MLX is a NumPy-like array framework designed by Apple for efficient machine learning on Apple Silicon. The agent.llm.frontend.mlx.MLXInference class implements the Frontend interface for MLX models.

Key Features:

  • Optimized Performance: Leverages the unified memory architecture and Neural Engine (ANE) of Apple Silicon for fast local inference.
  • Model Compatibility: Works with models converted to the MLX format (often available on Hugging Face hubs like mlx-community).
  • KV Caching: Supports efficient Key-Value caching, including saving/loading system prompt caches to disk for faster startup (supports_reusing_prompt_cache() returns True).
  • PSE Integration: Seamlessly integrates with the StructuringEngine for constrained generation during the generate_step process.

Usage

  1. Installation: Ensure you have the necessary MLX dependencies installed. This is typically handled by installing PBA with the [mlx] extra:

    pip install proxy-base-agent[mlx]
    # or
    uv pip install proxy-base-agent[mlx]
    
    You also need the mlx-lm package:
    pip install mlx-lm
    # or
    uv pip install mlx-lm
    

  2. Model Selection: During the PBA setup wizard (python -m agent), choose a model compatible with MLX (e.g., from the mlx-community hub on Hugging Face or one you have converted locally). Select "MLX" as the inference backend when prompted.

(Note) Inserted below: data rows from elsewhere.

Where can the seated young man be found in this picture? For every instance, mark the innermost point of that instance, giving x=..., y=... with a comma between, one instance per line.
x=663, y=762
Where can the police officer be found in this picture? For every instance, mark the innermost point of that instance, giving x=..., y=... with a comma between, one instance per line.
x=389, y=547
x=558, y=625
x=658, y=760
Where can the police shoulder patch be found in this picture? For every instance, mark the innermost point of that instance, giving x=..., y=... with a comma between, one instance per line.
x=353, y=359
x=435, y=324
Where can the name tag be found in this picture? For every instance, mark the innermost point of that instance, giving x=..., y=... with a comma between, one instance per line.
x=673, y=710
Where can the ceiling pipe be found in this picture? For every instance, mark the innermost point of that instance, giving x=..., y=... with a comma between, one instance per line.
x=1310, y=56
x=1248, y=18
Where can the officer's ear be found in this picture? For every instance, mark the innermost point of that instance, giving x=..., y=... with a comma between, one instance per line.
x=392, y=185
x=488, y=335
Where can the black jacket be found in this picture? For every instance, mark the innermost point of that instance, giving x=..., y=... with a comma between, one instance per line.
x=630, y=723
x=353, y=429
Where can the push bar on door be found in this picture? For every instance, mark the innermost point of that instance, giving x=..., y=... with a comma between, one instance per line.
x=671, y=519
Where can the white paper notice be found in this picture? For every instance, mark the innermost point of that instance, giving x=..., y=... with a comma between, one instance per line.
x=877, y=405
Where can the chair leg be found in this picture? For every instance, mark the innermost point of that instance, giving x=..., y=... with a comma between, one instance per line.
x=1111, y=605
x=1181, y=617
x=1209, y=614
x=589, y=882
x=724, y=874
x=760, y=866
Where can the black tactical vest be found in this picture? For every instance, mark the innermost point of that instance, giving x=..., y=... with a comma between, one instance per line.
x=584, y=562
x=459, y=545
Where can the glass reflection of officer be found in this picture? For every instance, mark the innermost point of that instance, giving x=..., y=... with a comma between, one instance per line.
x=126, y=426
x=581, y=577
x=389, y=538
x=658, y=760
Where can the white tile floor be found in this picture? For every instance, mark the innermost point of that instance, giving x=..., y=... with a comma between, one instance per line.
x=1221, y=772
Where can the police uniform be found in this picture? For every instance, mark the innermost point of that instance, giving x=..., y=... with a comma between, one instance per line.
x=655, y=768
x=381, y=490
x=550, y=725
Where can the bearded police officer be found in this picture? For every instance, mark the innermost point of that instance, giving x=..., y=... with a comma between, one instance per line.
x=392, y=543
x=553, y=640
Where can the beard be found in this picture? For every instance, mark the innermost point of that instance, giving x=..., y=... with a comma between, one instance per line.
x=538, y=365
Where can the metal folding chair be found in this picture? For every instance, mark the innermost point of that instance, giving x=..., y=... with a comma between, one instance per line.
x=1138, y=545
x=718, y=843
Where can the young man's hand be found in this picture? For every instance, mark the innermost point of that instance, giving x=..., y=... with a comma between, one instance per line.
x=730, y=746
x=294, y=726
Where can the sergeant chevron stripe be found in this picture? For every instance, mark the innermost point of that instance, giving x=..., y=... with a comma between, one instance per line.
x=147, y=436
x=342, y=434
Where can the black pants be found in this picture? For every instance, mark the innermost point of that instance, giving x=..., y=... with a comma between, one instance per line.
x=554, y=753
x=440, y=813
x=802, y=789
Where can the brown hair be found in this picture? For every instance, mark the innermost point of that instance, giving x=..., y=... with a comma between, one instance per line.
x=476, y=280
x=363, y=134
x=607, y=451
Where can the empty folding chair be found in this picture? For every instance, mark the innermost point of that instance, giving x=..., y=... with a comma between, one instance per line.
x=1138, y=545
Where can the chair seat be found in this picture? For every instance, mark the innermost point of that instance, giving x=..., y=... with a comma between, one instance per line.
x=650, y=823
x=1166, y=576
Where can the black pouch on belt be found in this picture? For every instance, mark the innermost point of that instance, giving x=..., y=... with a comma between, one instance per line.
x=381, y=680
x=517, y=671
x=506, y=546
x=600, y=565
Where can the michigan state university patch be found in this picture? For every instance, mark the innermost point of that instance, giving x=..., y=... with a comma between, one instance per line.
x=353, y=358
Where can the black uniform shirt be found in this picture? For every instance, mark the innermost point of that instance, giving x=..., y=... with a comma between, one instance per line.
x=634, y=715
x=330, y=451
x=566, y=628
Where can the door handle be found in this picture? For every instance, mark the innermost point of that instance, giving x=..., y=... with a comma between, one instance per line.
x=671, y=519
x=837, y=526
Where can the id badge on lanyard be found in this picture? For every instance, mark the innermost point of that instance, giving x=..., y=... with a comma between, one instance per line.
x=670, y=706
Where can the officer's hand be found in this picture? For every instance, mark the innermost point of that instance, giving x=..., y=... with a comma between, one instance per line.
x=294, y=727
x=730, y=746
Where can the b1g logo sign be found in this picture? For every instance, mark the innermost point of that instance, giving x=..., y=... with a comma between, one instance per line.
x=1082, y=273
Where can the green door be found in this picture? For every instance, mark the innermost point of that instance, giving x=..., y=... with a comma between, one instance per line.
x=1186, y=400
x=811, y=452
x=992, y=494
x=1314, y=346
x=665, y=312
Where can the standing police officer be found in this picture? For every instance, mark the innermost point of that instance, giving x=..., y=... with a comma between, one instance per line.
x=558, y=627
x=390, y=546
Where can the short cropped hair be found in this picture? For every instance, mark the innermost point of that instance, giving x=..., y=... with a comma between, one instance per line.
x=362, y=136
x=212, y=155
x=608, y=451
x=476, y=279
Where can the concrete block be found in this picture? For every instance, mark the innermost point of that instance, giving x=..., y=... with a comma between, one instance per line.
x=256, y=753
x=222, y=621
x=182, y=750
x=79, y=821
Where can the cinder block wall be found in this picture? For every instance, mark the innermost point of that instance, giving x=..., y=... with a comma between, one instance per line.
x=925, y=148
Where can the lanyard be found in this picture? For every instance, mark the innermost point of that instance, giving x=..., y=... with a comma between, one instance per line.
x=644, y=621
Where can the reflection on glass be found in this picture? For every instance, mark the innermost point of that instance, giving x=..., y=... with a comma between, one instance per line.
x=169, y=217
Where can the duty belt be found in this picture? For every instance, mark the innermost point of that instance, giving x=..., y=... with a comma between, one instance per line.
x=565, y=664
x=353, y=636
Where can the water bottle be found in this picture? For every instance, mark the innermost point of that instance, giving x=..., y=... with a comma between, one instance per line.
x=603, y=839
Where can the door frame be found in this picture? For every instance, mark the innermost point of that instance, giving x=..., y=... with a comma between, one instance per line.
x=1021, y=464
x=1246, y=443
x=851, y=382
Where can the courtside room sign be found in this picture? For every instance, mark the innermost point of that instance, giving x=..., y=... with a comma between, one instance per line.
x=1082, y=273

  3. Configuration: The LocalInference class will automatically instantiate MLXInference when an MLX model path and the MLX frontend are selected. Relevant inference_kwargs (like temp, seed, max_tokens, caching options) passed to the Agent constructor will be used during generation.

How it Works

  • Loading: MLXInference uses mlx_proxy.utils.load_model to load the model and agent.llm.tokenizer.Tokenizer.load for the tokenizer.
  • Inference Loop: The inference() method uses mlx_proxy.generate_step.generate_step, passing the engine.process_logits function to the logits_processors argument and a sampler created via engine.sample wrapping mlx_proxy.samplers.make_sampler.
  • Caching: It utilizes mlx_proxy.cache.BaseCache for KV caching and implements the save_cache_to_file and load_cache_from_file methods using safetensors for persistent prompt caching.

The MLX frontend provides an efficient way to run PBA locally on Apple Silicon hardware.